Constant van Wessem: Slauerhoff-herinneringen
Na het bijzondere nummer dat Groot-Nederland in het jaar van Slauerhoff's dood aan hem wijdde, is deze bijdrage van Constant van Wessem, voor zover mij bekend, de eerste in de ongetwijfeld lange reeks die nog volgen zal. Men kan niet zeggen dat Van Wessem onzin vertelt of zelfs maar onjuistheden; ook zijn karakteristiek van Slauerhoff is, zowel in grote lijnen als in details, zuiver; niettemin vraagt men zich af wat dit boekje toevoegt aan het psychologisch portret dat van deze ‘jonggestorven dichter’, de ‘geniaalste van zijn generatie’ en die in stijl en leven het meest ‘poète maudit’ was, reeds in omloop werd gebracht. Eerlijk gezegd, ziet het ernaar uit dat Van Wessem de jeugdverzen van Slauerhoff die onder zijn hoede berusten, vóórdat zij in de verzamelde dichtwerken zullen worden ondergebracht, eerst nog eens apart wilde uitgeven, en daarvoor een inleiding onontbeerlijk heeft geacht.
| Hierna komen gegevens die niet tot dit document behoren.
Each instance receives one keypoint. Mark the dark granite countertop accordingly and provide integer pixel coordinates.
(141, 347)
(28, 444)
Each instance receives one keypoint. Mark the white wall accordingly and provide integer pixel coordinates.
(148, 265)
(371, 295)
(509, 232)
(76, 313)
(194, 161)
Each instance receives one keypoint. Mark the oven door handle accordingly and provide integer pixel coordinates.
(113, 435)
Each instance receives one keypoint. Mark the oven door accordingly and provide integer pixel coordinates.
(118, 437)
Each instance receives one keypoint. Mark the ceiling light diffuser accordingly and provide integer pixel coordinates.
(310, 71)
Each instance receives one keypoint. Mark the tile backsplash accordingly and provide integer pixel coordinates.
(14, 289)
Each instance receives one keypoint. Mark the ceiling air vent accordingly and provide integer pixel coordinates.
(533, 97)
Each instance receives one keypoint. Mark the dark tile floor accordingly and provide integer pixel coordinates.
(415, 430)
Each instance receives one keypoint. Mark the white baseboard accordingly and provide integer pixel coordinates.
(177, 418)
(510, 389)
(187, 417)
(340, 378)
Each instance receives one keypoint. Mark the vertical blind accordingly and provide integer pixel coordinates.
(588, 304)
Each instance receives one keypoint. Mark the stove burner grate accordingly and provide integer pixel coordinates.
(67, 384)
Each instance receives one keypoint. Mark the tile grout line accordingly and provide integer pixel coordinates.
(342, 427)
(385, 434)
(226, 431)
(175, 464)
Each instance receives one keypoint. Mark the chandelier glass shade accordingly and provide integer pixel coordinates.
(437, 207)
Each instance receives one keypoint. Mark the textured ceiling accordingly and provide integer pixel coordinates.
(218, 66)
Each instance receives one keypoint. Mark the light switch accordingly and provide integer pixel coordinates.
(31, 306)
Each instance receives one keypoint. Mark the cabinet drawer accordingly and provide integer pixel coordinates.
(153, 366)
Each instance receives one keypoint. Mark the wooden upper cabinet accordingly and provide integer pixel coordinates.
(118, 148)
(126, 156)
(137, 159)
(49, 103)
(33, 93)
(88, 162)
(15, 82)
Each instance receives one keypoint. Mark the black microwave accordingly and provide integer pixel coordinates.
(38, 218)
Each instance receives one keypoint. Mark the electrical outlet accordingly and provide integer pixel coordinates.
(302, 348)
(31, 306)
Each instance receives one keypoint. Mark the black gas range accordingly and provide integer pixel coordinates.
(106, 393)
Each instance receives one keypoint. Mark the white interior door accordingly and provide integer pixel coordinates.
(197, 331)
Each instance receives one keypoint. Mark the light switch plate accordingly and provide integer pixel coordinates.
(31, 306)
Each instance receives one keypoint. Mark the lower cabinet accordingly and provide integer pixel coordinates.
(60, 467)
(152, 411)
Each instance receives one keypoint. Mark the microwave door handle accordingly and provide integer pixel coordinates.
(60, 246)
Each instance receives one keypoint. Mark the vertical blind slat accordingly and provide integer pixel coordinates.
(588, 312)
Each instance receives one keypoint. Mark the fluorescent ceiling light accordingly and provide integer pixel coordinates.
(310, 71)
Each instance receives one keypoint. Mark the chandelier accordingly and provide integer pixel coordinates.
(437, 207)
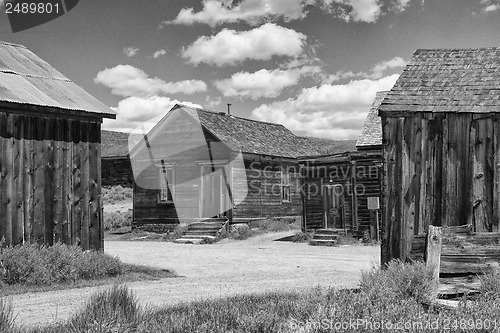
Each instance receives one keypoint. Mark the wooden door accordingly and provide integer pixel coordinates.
(333, 212)
(213, 198)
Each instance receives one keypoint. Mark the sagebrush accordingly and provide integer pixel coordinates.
(35, 264)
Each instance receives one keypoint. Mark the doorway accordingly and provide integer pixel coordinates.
(333, 207)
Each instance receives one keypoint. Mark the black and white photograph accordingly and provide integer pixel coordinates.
(249, 166)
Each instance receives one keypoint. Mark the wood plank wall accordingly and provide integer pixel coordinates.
(358, 170)
(50, 183)
(440, 169)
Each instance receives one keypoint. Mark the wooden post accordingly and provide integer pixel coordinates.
(433, 254)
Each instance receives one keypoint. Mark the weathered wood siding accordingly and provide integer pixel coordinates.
(262, 177)
(50, 180)
(117, 171)
(439, 169)
(358, 173)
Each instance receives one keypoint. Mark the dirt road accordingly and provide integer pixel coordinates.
(229, 267)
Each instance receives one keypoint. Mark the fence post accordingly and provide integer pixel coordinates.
(433, 255)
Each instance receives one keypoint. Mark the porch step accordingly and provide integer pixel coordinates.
(326, 237)
(201, 230)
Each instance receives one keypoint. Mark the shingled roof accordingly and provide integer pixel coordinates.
(448, 80)
(251, 136)
(27, 79)
(371, 134)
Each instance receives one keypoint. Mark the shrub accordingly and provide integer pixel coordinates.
(112, 310)
(116, 193)
(398, 281)
(41, 265)
(113, 220)
(7, 318)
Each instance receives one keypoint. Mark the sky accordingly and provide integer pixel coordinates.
(312, 65)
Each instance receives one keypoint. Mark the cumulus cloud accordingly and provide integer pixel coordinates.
(130, 51)
(159, 53)
(215, 12)
(143, 112)
(262, 83)
(230, 47)
(126, 80)
(334, 111)
(376, 72)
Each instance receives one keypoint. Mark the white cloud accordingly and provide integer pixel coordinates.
(263, 83)
(490, 5)
(130, 51)
(380, 68)
(376, 72)
(216, 12)
(230, 47)
(159, 53)
(144, 112)
(401, 5)
(330, 111)
(126, 80)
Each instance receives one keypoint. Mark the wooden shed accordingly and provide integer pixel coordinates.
(116, 168)
(197, 164)
(338, 187)
(441, 146)
(50, 159)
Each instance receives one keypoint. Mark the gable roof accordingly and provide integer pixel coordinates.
(27, 79)
(330, 146)
(371, 133)
(448, 80)
(252, 136)
(114, 144)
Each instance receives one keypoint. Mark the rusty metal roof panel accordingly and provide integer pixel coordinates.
(27, 79)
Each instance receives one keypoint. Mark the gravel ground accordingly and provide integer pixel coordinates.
(226, 268)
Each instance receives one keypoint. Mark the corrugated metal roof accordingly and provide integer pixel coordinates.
(448, 80)
(251, 136)
(371, 134)
(27, 79)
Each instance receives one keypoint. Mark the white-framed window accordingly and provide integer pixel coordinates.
(285, 185)
(167, 186)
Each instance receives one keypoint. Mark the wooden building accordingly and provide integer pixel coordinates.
(338, 187)
(441, 146)
(116, 168)
(197, 164)
(50, 177)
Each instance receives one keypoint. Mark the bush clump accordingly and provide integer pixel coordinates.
(113, 220)
(34, 264)
(114, 194)
(398, 281)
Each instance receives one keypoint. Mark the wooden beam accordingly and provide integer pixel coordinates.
(433, 255)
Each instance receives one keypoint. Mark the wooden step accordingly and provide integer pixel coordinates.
(322, 242)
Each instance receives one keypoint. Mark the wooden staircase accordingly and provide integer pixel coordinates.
(326, 237)
(200, 231)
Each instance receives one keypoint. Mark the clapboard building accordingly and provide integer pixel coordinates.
(50, 154)
(197, 164)
(441, 146)
(342, 190)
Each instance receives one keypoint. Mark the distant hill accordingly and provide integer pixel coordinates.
(114, 144)
(329, 146)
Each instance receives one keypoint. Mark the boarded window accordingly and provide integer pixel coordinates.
(285, 185)
(167, 187)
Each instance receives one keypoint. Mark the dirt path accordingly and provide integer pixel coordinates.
(230, 267)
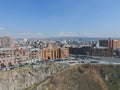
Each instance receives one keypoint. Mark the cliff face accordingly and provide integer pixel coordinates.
(24, 77)
(62, 77)
(84, 78)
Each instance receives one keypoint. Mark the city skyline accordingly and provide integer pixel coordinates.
(57, 18)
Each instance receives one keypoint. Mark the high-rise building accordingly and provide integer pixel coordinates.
(110, 43)
(6, 42)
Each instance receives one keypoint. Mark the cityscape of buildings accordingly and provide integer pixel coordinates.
(29, 51)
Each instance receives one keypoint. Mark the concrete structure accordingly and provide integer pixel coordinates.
(54, 52)
(7, 57)
(110, 43)
(6, 42)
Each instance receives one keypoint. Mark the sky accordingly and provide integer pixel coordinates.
(57, 18)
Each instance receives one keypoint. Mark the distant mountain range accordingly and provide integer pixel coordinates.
(67, 38)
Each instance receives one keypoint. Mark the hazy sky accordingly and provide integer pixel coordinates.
(43, 18)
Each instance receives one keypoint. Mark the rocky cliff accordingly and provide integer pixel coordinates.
(19, 79)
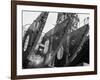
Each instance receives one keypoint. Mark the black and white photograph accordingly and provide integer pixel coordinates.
(54, 39)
Dit boekje belicht - als altijd in zulke gevallen - de figuur van
Van Wessem haast evenzeer als die van Slauerhoff. Ik wijdde reeds een artikel aan Van Wessem, naar aanleiding van zijn tot dusver beste werk Lessen in Charleston. Er is iets vreemds met de literaire loopbaan en positie van deze man, die, ongetwijfeld met talent begiftigd, fijnvoelend en intelligent, van jongsaf zeer buitenlands georiënteerd, al spoedig een soort leidende positie kreeg - in bescheiden mate en uitsluitend als leider van tijdschriften der ‘jongeren’ - en toch, als onherroepelijk op het tweede plan geschoven, zich niet genoeg gewaardeerd voelt, om niet te zeggen miskend. Er is bij Van Wessem een nimmer slapende behoefte om aan te tonen hoeveel dingen hij in de eerste tijden reeds voorzien had, hoeveel daden hij reeds bedreef eer anderen eraan dachten; dat hij niet alléén was om te voorzien en dat anderen dezelfde daden met tienvoudige intensiteit bedreven, schijnt voor hem een tweede. Slauerhoff zelf zei soms geamuseerd: ‘Van Wessem is nog altijd ontevreden omdat ik ook over piraten heb geschreven’. Men tekene hierbij aan dat Van Wessem, die later een voortreffelijke nederlandse uitgave van Oexmelin's boekaniersboek bezorgde, in die fameuze eerste tijd van het modernisme alleen wat onbeduidend proza had geschreven over plakplaatjesachtige piraten.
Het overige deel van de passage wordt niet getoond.